Ahora bien, conforme Resolución Nº32CG del 14 de junio de 2017, la Contaduría sólo efectúa el  control previo relativo a los gastos que giran bajo la órbita del Poder Ejecutivo, sus organismos descentralizados y/o entes autárquicos, estando excluidos de dicho control los restantes poderes como así también los organismos que se encuentran bajo su órbita.

En tanto, entre las funciones del Tribunal de Cuentas se encuentran: a) resolver sobre la percepción e inversión de caudales públicos a cargo de los funcionarios y administradores de la Provincia, de las personas o entidades que manejen fondos públicos y de los municipios; b) ejercer la auditoría de la administración pública, entes autárquicos, empresas del Estado y todo otro organismo estatal que administre, gestione, eroge e invierta recursos públicos; c) formular instrucciones y recomendaciones tendientes a prevenir o corregir cualquier irregularidad vinculada con los fondos públicos.

Ante ello nos referimos al Tribunal de Cuentas como el órgano de control más relevante, habida cuenta de que no solo integra su universo de control la Administración Central, es decir los tres poderes del Estado, sino que también sus entes autárquicos y organismos descentralizados, empresas y sociedades del Estado como así también sobre las personas físicas y jurídicas que reciben subsidios.

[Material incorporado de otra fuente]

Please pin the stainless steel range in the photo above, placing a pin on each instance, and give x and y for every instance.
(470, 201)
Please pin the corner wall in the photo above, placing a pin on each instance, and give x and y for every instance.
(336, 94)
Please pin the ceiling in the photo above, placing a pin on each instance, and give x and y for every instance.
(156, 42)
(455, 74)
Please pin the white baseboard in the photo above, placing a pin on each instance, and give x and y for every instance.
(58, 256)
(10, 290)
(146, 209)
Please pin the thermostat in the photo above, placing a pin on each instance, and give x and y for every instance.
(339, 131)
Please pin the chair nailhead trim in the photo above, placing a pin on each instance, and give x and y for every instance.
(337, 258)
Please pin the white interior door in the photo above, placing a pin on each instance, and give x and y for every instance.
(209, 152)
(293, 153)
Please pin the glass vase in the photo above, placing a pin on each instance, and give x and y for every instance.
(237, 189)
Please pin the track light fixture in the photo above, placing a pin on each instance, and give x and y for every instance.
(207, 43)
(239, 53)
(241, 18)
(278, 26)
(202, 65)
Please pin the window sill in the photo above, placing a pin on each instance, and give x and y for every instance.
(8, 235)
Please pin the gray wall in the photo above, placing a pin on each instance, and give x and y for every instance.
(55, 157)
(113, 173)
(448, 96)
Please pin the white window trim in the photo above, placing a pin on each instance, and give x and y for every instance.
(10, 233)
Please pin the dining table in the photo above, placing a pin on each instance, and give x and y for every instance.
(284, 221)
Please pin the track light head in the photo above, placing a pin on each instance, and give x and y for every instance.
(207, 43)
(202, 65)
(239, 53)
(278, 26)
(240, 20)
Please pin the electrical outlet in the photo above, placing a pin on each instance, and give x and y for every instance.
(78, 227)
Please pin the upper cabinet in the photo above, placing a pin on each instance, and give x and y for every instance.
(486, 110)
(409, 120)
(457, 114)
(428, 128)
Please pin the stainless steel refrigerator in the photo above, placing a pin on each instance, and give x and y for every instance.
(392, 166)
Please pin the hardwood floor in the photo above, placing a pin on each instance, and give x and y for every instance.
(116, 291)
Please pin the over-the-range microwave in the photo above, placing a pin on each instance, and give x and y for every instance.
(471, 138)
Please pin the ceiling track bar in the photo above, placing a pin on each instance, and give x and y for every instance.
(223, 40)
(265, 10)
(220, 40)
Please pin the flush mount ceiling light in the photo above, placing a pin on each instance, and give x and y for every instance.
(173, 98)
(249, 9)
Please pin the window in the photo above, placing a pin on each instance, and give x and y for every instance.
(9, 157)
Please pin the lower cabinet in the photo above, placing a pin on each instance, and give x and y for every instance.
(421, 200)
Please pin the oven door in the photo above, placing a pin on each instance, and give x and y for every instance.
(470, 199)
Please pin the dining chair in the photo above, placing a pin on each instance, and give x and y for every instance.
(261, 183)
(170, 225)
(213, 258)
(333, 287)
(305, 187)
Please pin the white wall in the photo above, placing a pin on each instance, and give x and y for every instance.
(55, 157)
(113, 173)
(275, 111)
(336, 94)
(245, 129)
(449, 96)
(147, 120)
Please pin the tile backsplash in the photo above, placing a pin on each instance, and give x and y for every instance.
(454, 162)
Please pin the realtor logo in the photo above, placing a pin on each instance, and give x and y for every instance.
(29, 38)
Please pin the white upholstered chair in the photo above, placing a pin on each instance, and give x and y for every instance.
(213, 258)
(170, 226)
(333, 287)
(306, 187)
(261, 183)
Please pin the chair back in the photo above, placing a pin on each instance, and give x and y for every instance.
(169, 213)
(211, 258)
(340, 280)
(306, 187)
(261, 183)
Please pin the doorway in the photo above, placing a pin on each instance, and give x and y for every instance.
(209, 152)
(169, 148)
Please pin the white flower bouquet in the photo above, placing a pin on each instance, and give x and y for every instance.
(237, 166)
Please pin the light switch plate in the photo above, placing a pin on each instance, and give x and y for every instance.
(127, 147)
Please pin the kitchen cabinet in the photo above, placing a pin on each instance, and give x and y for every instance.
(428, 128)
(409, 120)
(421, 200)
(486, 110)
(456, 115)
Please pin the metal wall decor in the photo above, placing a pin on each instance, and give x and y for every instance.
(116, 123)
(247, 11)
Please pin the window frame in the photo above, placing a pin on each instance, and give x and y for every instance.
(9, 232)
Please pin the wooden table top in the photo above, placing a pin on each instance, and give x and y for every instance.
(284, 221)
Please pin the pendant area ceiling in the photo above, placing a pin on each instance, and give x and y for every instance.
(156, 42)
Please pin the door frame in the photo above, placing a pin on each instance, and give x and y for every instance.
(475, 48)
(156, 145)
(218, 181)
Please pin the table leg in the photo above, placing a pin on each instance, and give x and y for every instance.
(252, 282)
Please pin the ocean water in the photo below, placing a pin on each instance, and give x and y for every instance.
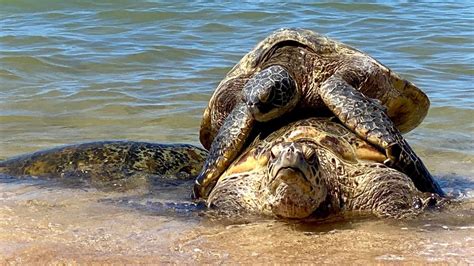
(75, 71)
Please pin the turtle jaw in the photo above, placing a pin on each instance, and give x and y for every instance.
(293, 189)
(290, 195)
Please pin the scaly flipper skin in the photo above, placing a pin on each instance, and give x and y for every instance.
(266, 96)
(368, 119)
(229, 141)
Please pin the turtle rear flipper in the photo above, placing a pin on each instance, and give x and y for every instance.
(368, 119)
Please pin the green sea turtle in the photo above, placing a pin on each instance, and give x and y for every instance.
(296, 73)
(124, 164)
(316, 166)
(312, 166)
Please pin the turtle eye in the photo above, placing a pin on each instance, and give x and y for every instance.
(275, 151)
(310, 155)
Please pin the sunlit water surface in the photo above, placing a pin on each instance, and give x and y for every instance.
(143, 70)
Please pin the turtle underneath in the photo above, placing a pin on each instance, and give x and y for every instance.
(308, 168)
(316, 167)
(296, 72)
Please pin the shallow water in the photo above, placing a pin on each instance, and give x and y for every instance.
(144, 70)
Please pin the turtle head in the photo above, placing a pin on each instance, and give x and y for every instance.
(270, 93)
(293, 184)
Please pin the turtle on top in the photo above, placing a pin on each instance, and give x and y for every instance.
(310, 168)
(296, 72)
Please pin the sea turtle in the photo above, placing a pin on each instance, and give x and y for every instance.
(296, 73)
(318, 166)
(312, 166)
(125, 164)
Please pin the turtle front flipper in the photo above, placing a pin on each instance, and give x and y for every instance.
(269, 94)
(368, 118)
(225, 147)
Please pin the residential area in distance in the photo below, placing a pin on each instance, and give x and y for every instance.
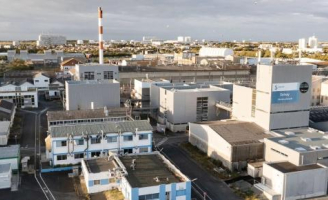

Tras la sanción de la Reforma de la Constitución Provincial acaecida en 2008, el Tribunal de Cuentas debería estar integrado por cinco miembros, un presidente y dos vocales, elegidos mediante concurso público, y los otros dos vocales designados en representación parlamentaria de la mayoría y la primera minoría de la Cámara de Diputados.  El Tribunal de Cuentas ejerce funciones de fiscalización, pero no ejerce funciones judiciales y carece de legitimación procesal.

En las democracias modernas, el control y la transparencia son valores fundamentales, por eso es necesario un TDC fuerte, con alta calificación técnica y alejado de los problemas coyunturales de la política

En este contexto, cabe preguntarse si el modelo actual del TDC cumple con dichas premisas y para responder este interrogante, es necesario reparar en dos aspectos sustanciales del armado institucional del TDC. Por un lado, su integración y por el otro, las normas que le reconocen su funcionamiento y autonomía.

En lo concerniente a su integración y más allá del proceso llevado adelante para cubrir vacantes en el mismo, la integración parlamentaria no se ha llevado a cabo.

Respecto de las normas, las mismas le acuerdan de modo claro y expreso su autonomía, pero, este atributo queda vacío cuando analizamos que, transcurrida más de una década de puesta en vigencia la Carta Magna Entrerriana, se ha omitido reglamentar instituciones y procedimientos consagrados en el nuevo texto constitucional

En conclusión, el control es para que los gobiernos tengan información necesaria para corregir errores y tomar decisiones correctas, siendo útiles tanto para el Estado como para la ciudadanía. En este contexto, es necesario dotar al organismo de todas y cada una de las facultades e instituciones previstas por el constituyente, ajustando el funcionamiento del organismo de control a los tiempos que corren.

(*) Adrián Esteban Barsanti es abogado.